Uma vida nova em Cuba
Desde os seus 19 anos, Renata tinha como objetivo entrar na Escuela Internacional de Cine y Televisión, em Cuba, considerada a melhor escola de cinema do mundo. Planejou sua ida até seus 22 anos. Passou na prova, e, em maio de 2021, com um financiamento coletivo, foi para Cuba, onde ficou por um ano, cursando Novas Mídias (ainda falta um tempo de formação, e ela pretende voltar ao país no ano que vem).

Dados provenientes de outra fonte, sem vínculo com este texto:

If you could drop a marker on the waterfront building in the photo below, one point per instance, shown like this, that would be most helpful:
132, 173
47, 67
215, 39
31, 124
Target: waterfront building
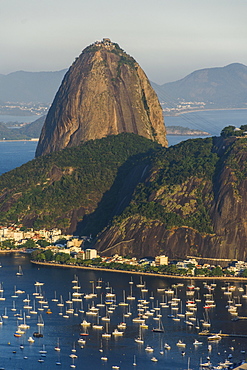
161, 260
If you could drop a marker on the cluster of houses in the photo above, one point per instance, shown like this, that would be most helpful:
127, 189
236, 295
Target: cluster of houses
75, 246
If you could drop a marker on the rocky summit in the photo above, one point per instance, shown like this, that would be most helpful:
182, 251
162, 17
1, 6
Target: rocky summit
105, 92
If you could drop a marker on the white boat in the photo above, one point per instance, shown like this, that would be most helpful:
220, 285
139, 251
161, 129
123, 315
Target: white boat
116, 332
134, 361
19, 272
139, 339
57, 347
149, 349
214, 337
197, 342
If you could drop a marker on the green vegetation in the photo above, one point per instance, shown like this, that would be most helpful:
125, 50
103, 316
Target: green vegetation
171, 269
48, 188
166, 196
229, 131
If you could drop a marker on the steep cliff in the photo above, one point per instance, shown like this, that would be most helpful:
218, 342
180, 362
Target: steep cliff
192, 203
105, 92
136, 197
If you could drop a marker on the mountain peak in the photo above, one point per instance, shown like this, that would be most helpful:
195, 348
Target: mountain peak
105, 92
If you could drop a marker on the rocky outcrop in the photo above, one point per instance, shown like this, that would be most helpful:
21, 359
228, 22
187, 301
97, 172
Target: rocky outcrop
178, 228
105, 92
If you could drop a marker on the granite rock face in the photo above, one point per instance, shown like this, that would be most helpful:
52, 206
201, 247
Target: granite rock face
105, 92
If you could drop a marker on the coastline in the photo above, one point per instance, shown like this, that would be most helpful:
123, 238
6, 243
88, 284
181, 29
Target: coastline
201, 110
228, 278
33, 140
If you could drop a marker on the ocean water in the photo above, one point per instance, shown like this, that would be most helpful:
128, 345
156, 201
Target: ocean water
18, 353
212, 121
14, 154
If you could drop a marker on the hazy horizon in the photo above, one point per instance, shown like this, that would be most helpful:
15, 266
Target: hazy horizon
169, 39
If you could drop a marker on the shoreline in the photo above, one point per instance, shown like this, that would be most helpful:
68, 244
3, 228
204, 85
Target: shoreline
228, 278
201, 110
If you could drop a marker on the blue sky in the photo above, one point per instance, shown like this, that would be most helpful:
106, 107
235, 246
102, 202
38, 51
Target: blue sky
168, 38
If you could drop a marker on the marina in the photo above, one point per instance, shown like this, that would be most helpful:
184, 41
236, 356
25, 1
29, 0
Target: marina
155, 320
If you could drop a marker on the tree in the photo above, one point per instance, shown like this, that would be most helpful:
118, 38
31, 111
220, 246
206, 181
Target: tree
43, 243
29, 244
228, 131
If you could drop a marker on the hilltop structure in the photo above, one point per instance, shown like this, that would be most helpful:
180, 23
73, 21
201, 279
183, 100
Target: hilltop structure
105, 92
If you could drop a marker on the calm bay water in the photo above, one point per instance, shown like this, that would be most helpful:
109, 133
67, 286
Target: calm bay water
121, 350
210, 121
14, 154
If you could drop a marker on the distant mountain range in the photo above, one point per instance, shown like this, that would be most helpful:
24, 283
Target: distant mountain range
221, 87
35, 87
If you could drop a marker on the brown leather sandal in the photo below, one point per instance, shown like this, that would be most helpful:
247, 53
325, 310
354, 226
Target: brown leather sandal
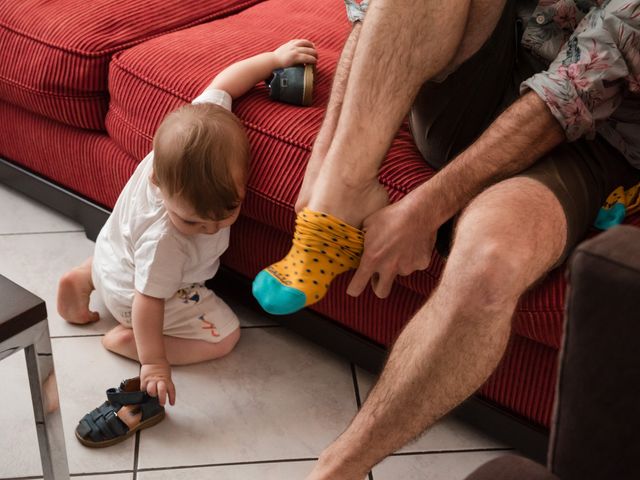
126, 411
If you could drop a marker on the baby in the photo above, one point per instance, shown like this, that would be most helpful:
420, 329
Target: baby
168, 230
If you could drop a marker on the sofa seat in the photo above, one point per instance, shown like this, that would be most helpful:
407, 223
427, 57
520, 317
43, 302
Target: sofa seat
155, 77
86, 162
151, 74
55, 53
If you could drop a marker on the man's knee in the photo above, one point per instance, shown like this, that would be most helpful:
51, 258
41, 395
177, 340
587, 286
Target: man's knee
492, 270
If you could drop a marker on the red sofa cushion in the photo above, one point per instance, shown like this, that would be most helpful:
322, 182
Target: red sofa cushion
88, 163
151, 79
55, 53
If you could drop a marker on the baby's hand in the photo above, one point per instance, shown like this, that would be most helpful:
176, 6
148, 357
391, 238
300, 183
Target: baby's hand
296, 52
155, 378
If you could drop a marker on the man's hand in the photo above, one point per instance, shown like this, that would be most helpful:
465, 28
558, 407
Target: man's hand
397, 241
155, 379
296, 52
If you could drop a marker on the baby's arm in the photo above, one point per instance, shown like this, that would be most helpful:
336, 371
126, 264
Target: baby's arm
147, 317
238, 78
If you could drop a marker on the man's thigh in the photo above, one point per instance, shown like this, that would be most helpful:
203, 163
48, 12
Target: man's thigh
581, 175
450, 113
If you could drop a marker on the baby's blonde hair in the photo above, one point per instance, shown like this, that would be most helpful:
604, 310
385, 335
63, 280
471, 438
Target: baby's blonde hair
201, 154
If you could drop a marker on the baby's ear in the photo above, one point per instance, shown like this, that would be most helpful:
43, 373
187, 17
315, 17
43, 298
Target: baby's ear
153, 179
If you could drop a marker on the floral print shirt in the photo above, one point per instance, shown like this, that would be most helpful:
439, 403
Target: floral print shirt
592, 83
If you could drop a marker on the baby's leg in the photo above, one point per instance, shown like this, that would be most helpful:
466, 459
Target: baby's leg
74, 290
179, 351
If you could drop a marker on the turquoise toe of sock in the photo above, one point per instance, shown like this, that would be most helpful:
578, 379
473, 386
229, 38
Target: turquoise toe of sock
276, 298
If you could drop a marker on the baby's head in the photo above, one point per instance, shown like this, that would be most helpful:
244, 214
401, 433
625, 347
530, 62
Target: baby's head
201, 160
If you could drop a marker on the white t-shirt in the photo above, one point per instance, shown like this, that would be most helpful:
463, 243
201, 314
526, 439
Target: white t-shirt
139, 248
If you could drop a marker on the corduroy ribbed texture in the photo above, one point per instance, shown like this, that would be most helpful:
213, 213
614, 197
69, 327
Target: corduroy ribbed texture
55, 53
88, 163
525, 381
153, 78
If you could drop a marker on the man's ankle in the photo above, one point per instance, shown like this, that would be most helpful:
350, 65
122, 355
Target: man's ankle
335, 463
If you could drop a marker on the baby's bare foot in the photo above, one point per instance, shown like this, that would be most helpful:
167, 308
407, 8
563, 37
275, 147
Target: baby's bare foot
74, 290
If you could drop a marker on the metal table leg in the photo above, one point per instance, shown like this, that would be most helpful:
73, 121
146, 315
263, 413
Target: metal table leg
48, 423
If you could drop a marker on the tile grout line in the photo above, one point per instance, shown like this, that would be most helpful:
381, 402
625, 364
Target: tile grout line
136, 456
459, 450
356, 388
227, 464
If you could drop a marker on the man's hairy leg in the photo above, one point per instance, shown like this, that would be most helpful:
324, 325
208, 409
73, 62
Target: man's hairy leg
328, 127
507, 238
401, 45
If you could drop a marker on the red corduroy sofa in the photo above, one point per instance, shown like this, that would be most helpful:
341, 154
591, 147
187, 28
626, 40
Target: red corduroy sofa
83, 85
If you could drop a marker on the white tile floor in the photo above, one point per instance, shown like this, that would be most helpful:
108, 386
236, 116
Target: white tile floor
265, 411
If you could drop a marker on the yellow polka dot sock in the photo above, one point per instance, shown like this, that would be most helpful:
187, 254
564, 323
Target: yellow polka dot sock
323, 248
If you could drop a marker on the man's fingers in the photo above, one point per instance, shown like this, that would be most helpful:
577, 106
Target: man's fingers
382, 284
307, 51
360, 279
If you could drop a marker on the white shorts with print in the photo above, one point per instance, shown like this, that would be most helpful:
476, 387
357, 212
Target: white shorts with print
194, 313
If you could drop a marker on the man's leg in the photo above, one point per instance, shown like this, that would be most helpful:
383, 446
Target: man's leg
388, 67
507, 238
325, 135
400, 46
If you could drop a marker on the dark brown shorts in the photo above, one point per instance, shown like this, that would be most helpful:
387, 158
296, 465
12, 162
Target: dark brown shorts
448, 116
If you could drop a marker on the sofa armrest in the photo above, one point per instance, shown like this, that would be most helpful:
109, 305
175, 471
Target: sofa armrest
597, 410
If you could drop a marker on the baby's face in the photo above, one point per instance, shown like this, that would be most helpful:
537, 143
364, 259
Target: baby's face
187, 222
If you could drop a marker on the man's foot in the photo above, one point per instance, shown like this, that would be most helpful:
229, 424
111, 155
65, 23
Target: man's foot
323, 248
74, 291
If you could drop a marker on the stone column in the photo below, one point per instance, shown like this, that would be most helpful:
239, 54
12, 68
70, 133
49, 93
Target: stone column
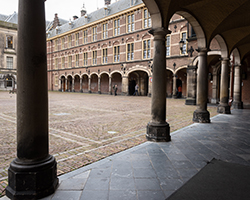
60, 85
81, 84
89, 85
125, 85
110, 85
73, 84
99, 85
201, 114
66, 84
223, 107
150, 79
158, 129
214, 86
237, 103
191, 85
174, 87
32, 175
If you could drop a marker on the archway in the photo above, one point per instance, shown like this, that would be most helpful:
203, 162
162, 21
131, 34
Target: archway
94, 83
104, 83
63, 84
85, 80
117, 80
77, 83
140, 78
169, 87
69, 83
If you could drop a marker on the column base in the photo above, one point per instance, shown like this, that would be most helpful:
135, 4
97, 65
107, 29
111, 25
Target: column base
201, 116
158, 132
238, 105
190, 101
32, 181
224, 109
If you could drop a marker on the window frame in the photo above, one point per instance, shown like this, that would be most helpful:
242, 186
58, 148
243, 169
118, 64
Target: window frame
116, 53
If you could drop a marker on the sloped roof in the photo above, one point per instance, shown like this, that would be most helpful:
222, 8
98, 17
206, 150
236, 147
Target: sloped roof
94, 16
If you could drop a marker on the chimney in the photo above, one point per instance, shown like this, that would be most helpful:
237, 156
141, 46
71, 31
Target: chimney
83, 11
75, 17
107, 2
56, 22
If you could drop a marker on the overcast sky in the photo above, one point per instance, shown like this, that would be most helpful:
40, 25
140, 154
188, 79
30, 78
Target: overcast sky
65, 8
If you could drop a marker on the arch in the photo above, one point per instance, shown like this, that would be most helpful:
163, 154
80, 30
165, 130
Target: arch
200, 34
223, 46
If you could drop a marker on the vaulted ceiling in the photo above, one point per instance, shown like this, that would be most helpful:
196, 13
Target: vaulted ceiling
228, 18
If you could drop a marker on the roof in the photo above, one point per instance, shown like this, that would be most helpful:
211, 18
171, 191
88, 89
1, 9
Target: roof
94, 16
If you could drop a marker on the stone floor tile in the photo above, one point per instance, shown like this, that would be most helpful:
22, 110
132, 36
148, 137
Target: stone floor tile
122, 195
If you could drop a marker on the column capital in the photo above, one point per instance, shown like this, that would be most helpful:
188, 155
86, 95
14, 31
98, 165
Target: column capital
160, 32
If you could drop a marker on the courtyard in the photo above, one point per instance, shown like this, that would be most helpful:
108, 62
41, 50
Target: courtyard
84, 128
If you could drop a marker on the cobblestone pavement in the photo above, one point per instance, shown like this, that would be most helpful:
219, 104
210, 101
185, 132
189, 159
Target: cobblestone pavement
84, 128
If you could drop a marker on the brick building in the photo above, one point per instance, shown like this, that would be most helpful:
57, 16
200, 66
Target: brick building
8, 45
113, 46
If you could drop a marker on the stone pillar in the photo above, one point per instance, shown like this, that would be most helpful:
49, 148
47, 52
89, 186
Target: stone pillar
201, 114
73, 84
32, 175
81, 84
191, 85
237, 103
174, 87
89, 85
66, 84
125, 85
214, 86
150, 79
223, 107
60, 85
99, 85
158, 129
110, 85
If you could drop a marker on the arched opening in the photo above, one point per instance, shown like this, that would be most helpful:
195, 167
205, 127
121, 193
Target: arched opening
104, 84
94, 83
140, 78
85, 80
181, 83
117, 80
169, 86
77, 83
63, 84
69, 84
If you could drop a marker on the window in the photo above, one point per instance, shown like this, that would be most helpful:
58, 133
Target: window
94, 57
9, 42
146, 49
131, 23
63, 62
130, 51
85, 59
116, 27
168, 45
56, 63
105, 31
85, 36
117, 54
9, 63
184, 38
69, 41
94, 34
105, 56
147, 19
76, 39
70, 61
77, 60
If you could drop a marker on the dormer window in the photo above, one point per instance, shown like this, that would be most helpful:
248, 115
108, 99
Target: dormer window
9, 42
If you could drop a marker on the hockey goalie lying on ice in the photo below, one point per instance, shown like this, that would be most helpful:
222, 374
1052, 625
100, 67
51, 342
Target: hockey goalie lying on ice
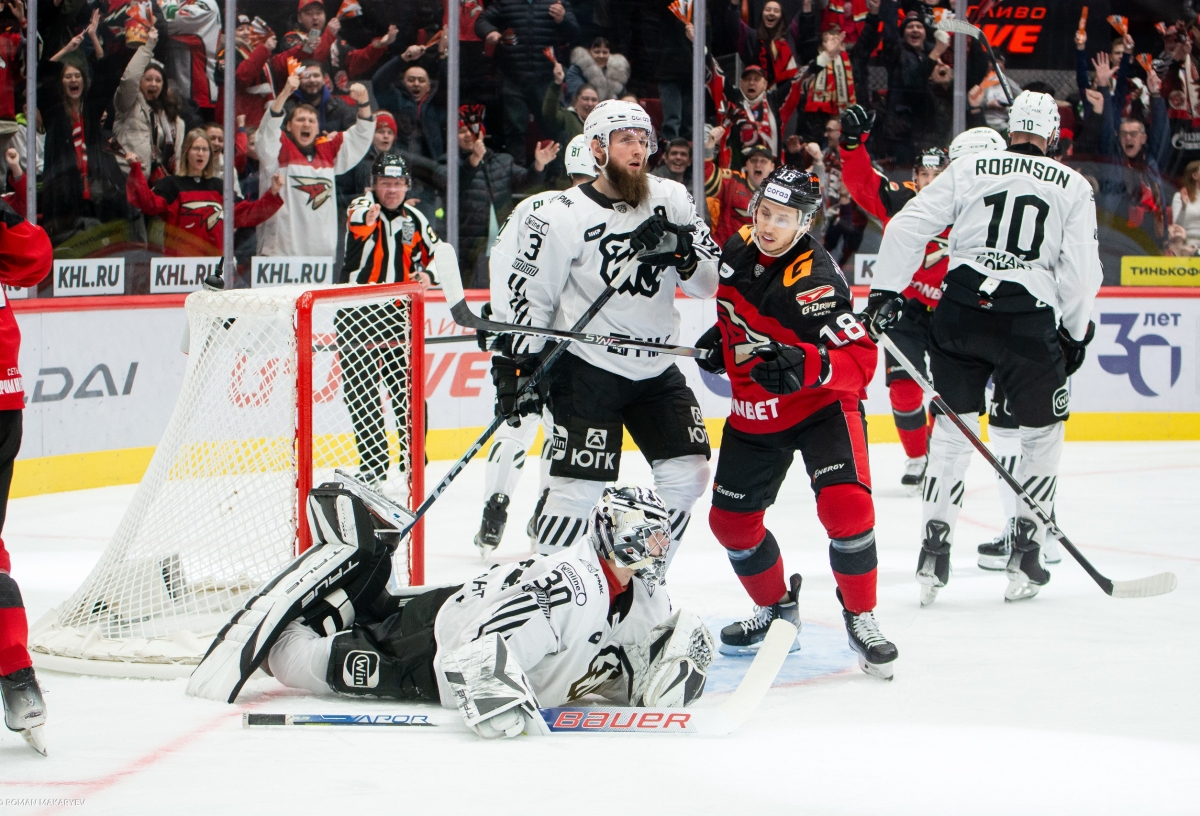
592, 619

Por trás da EICTV ronda uma áurea mística. Tem a ver com sua idealização, do seu lugar de construção, e também da forte influência no realismo fantástico, fonte da qual bebiam seus fundadores: Gabriel García Márquez, Fernando Birri, Julio García Espinosa e Sergio Muniz. Tudo isso sempre atraiu Renata que, lá, viu que a escola se tratava mesmo do que comentavam: “É um treinamento de guerrilha. Tudo é coletivo. É um cinema poético e político. A gente tinha poucos equipamentos, mas dava para ver que não se precisa de muito para fazer filme. Todo mundo ajuda. Os professores são exigentes e só elogiam quando fica realmente bom”. Foi nesse processo que nasceu “Patuá”, seu último filme, que tem rodado o Brasil com os festivais de cinema. Um filme que fala sobre afetos, sobre religião, sobre ela em Cuba.
A Renata de hoje e amanhã
No próximo ano, o que não faltam são projetos a serem lançados por Renata. Além da história em quadrinhos e do filme, ela ainda quer lançar um livro de poesias. Recentemente, ela teve uma ilustração sua na edição da revista Marie Claire, em uma matéria sobre pobreza e falta de acesso aos cuidados da saúde mental de mulheres negras. Foi uma oportunidade de ver seu trabalho estampado em uma mídia que ela tanto consumiu quando criança, quando as imagens já ressaltavam aos seus olhos. Renata acredita ainda que muito disso existe pelo fato de morar em Juiz de Fora. “Eu sou quem sou por causa de Juiz de Fora, porque é uma cidade que é um caminho, esse fluxo, que recebe pessoas do Brasil todo.” A cidade é também esse entrelugar que Renata ocupa, sob influência de tantas coisas. Agora, podendo viver da arte, ela vive o futuro.